The 30-seat, invite-only space, opened on March 25, is built around a bespoke high-end stereo system and designed to showcase Spotify’s relatively new lossless audio tier. That’s quite a shift for a platform long associated with convenience-first listening.
Rather than leaning into spatial audio or immersive formats, Spotify has taken a more traditional route. The entire system is built around two-channel stereo, a deliberate choice that aligns more closely with how most music has historically been recorded.

As interest in higher-quality streaming grows, so too does a parallel conversation about how music should actually be experienced once fidelity is no longer the limiting factor.
At the centre of the room is a custom-built system developed with London-based speaker designer Friendly Pressure. The main loudspeakers, a pair of FP-4XXX designs, are substantial in both scale and intent, using Alnico drivers, horn-loaded compression units, and a high-sensitivity architecture more commonly associated with studio or heritage designs than mainstream streaming environments.

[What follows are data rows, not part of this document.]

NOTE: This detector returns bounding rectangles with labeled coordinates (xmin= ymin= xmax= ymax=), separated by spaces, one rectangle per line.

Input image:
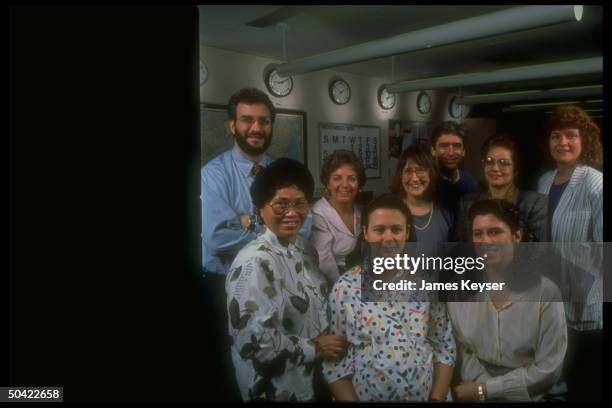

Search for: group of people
xmin=201 ymin=89 xmax=603 ymax=402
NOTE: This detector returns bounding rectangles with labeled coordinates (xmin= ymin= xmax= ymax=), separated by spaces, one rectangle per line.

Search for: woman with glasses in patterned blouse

Upstream, the signal chain is equally considered, built around a Bluesound Node Icon streamer, PrimaLuna DAC, PrimaLuna Evo 400 Preamplifier, and Bryston 3B Cubed power amplification. The room itself has been treated as part of the system. Designed by Cake Architecture, with acoustic input from New York-based acoustician Ethan Bordeaux, the space draws on influences from Japanese listening bars and shrine-like environments. Materials and layout are intended to focus attention on the act of listening, rather than the technology behind it.
That concept of “intentional listening” sits at the heart of the project. Spotify says the space will host curated sessions, artist-led events, and exclusive playback experiences for selected Premium subscribers.

Shivas Howard-Brown, founder of Friendly Pressure and the designer behind the system, has been vocal about the decision to prioritise stereo over newer formats:
Music has been recorded in stereo since the 1950s, and it remains the most authentic way to experience it. While there are newer formats like spatial audio, they rely heavily on digital processing. For me, if you really want to respect how a piece of music was created, you listen to it in stereo.
That perspective is likely to resonate with traditional hi-fi audiences, particularly as spatial audio continues to be debated within parts of the industry. Much of that comes down to how differently it can sound from one system to another, and whether it always aligns with how the music was originally mixed.
For Spotify, the timing also feels telling. The company only introduced its lossless streaming tier in 2025, arriving notably later than rivals such as TIDAL, Qobuz, and Apple Music.

With that in mind, the Listening Lounge feels less like a one-off installation and more like a physical expression of what that upgrade is meant to represent. Whether it scales beyond an invite-only space remains to be seen. But the signal is clear: Spotify wants to be taken seriously at the high end, and this is part of how it plans to prove it.